Walters grew well-liked almost immediately, however, and she also made appearances on “The Tonight Show” and as a commentator on NBC Radio’s “Emphasis.” In 1970, Walters issued a ghostwritten book, “How to Talk With Practically Anybody About Practically Anything,” which sold well, and hosted a syndicated talkshow, “For Women Only.” But all was not well at NBC. When Frank McGee passed Downs as co-host, he was antipathetic to Walters, demanding dangerous interviewing privileges and making it clear that Walters was to have a role “which was not only secondary but submissive,” she told the Ladies Home Journal. Still considered too aggressive, she struck out to land hard-to-get interviews as her only way to combat McGee’s dominance. In 1974, the dismissed “Today” producer Stuart Schulberg criticized her in Newsweek as lacking the order “to ask the ultimate jugular question” because she was too respectful of great. Part of her quandary was that submissiveness was wished of her at the same time that she was criticized for displaying it. Her friendships with the rich and great were also held up to scrutiny.


In 1976, ABC lured her away with an unprecedented $1 million order that included co-hosting the evening news with Reasoner and new specials and assignments. Walters was mercilessly pounded by the think for this high-water mark and withstood Reasoner’s contempt beforehand segueing into journalistic interviews, specials and, eventually, the highly angry “20/20,” which first went on the air in 1981.


The Barbara Walters interview began in 1976, becoming a celebrity TV staple. Most of the major TV and film stars of the last generation submitted to Walters’ questions at one time or new. She also score interview coups, including Castro and the historic Begin/Sadat sitdown.

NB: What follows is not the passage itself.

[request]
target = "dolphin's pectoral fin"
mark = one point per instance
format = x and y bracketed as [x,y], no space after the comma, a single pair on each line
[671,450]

She interviewed virtually every sitting president from Eisenhower, counting Bill Clinton, George W. Bush, Barack Obama and Donald Trump; many prominent biosphere leaders, including the Shah of Iran, Russia’s Boris Yeltsin and Vladimir Putin, China’s Jiang Zemin, the U.K.’s Thatcher, India’s Indira Gandhi plus Vaclav Havel, Muammar al-Gaddafi, King Hussein of Jordan, King Abdullah of Saudi Arabia and Venezuelan President Hugo Chavez. Still, she never earned the respect of prominent Washington and New York political reporters, always being viewed as too soft.


ABC eventually paid her $3 million-$4 million a year and almost lost her to CBS in the early 1990s. Even when her remuneration rose to $12 million, the network was calm making a profit on her as her interviews were released in syndication via the network’s part-owned bad outlet Lifetime.


In 1997, Walters co-created daytime ABC talkshow “The View,” which she co-hosted with women counting Whoopi Goldberg, Rosie O’Donnell and Meredith Vieira over the ages. Variety described the show as having “shook up the conventions of femme-focused yakkers with its blend of politics, entertainment and opinion.” She exited “20/20” in 2004.


In March 2010, Walters announced she would no longer hold Oscar interviews but would calm be working with ABC and on “The View.” In May 2013 she announced that she would retire a year later to delicious her good health. 


In September 2009, Walters was honored with a lifetime achievement award at the 30th annual News and Documentary Emmy Awards. She was also inducted into the Academy of Television Arts and Sciences Hall of Fame.


ABC aired a two-hour documentary on Walters’ life and career when she retired in May 2014.


Barbara Jill Walters was born in Boston on Sept. 25, 1929. Her father, Lou Walters, was a nightclub owner, and his company would take the family to Miami and New York, where he famed the Latin Quarter. Walters attended Miami Beach High School and New York’s reserved Fieldston School and Birch Wathen School. She graduated from Sarah Lawrence College with a B.A. in English.


Scuttling her unique ambitions to be a teacher, Walters began work as assistant to the publicity director of NBC’s WNBT New York (later WNBC).


Walters was joint three times: to Bob Katz in 1955; to Lee Guber, with whom she adopted a daughter, Jacqueline; and to TV producer Merv Adelson, whom she divorced for the second time in 1992.